Even as venues begin reopening and live theatrical activity begins ramping up, the virtual theatre that’s sustained us over the past fifteen months of madness and mayhem is still taking place. This past weekend marked the latest monthly meeting of the classics reading series I belong to, Dead Playwright’s Society. We read King Lear this month; they asked me to play the Fool. As familiar a play as King Lear is, this was nevertheless a rare treat, as rather than read the Folio or the standard Arden edition, we were reading the First Quarto edition of the play.
Many of Shakespeare’s plays exist in multiple variations, with (oftentimes pirated) Quarto editions published during Shakespeare’s lifetime, prior to the standard source for his texts, the First Folio, being compiled and published in 1623. The First Quarto edition of Lear, published in 1608, is a unique case given the number of ways it diverges from the Folio text; there’s a school of scholarly criticism which holds that the Folio and Quarto texts represent two separate revisions by Shakespeare of the same material. This theory was popularized by a landmark collection of scholarly essays in 1983, The Division of the Kingdoms. These essays were still making considerable waves when I was an English major undergraduate, [redacted] years ago, so I was excited to learn that we were doing this reading of the Quarto to examine precisely these sorts of questions. I planned to spend the days before the reading surfing the web to do some further research; surely, in all the [redacted] decades since I was in college, there’s been even more scholarship on this topic for me to soak up.
And I’m sure there is, but it’s not on the internet.
It’s not that there’s no Shakespearean content on the web, of course. Search a topic like “King Lear Quarto” or what have you, and you’ll get plenty of hits. But from what I’ve seen, those hits fall in one of two categories. Some are overviews that have been commissioned by theater companies to correspond with their productions (archived, of course, from back when in-person productions were a thing). Those tend to provide a basic overview, whatever the theater company feels help increase enjoyment of the production without overwhelming the casual theatergoer. The other category consists of student aids, study guides, and book reports, aimed at students. (I’m going to assume, given the basic nature of the material, that these are high school students – I don’t want to think about the alternatives.) If you’re a high school student and looking for that kind of a summary, then you’re in luck – the internet has you covered. But if you’re looking for more complicated material, for some sort of scholarly or other more advanced material, then you won’t find it on the internet.

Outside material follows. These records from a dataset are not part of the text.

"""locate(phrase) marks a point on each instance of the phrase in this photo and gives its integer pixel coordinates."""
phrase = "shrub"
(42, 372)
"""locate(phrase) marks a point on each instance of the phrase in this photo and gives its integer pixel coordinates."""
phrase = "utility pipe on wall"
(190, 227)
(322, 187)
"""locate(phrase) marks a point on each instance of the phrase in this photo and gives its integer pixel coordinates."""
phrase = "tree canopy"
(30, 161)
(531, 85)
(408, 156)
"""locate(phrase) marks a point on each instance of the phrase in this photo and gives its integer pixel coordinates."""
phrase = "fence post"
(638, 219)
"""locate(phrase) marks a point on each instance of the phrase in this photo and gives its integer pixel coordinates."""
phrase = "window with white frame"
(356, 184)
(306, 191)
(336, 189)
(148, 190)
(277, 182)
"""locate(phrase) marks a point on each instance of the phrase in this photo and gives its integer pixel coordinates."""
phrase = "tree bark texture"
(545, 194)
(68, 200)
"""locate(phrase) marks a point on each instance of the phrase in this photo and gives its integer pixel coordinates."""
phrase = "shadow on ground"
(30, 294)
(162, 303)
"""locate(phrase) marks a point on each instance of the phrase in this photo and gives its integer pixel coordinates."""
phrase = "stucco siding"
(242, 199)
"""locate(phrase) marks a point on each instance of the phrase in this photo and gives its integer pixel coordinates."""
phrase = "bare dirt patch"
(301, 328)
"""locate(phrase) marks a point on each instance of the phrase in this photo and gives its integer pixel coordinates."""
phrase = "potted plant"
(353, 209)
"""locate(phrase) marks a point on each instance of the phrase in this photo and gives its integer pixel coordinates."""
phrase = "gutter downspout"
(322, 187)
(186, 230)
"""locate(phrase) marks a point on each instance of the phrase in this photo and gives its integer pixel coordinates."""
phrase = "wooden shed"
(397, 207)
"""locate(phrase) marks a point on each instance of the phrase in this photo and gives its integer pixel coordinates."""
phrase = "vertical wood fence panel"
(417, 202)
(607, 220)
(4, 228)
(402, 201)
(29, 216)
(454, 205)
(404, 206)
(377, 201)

You won’t find it for free, anyway. What you will find, if you look hard enough, are brief abstracts of the type of scholarly articles I’m referring to. Perhaps a few tantalizing sentences, a glimmer of the treasures that are supposed to be waiting for you in this great virtual storehouse of humanity’s knowledge. The rest of it, however, requires you sign up for an academic subscription service. Much like newspapers or magazines, or new services like Substack, you have to pay upfront to have any chance of learning from this material.
It’s not like I don’t understand the need to pay for content. And it’s not like books like the original Division of the Kingdoms can’t be purchased to read at one’s leisure. (Though I don’t recommend looking up the price of out-of-print academic books on Amazon – not if you have any heart ailments or nervous conditions, at any rate, because those are some extremely large numbers.) But I do believe this is indicative of a larger problem. There’s a reason why we’re awash in misinformation and propaganda these days – the purveyors of that stuff make sure their content is free, and disseminated on the internet far and wide, while the useful information that might combat it is hidden behind a paywall. There’s an economic dictum that bad money drives out good, and you can say much the same thing about information.
I’m not sure what the answer is, but we need to figure out some sort of model to work around the paywall problem. Maybe figure out an internet library system – some portion of our tax dollars goes towards a means of making all content free for a fixed period of time per month, or something like that. I hope somebody can figure out details and logistics. Because I still want to believe that information is the best defense against madness and mayhem.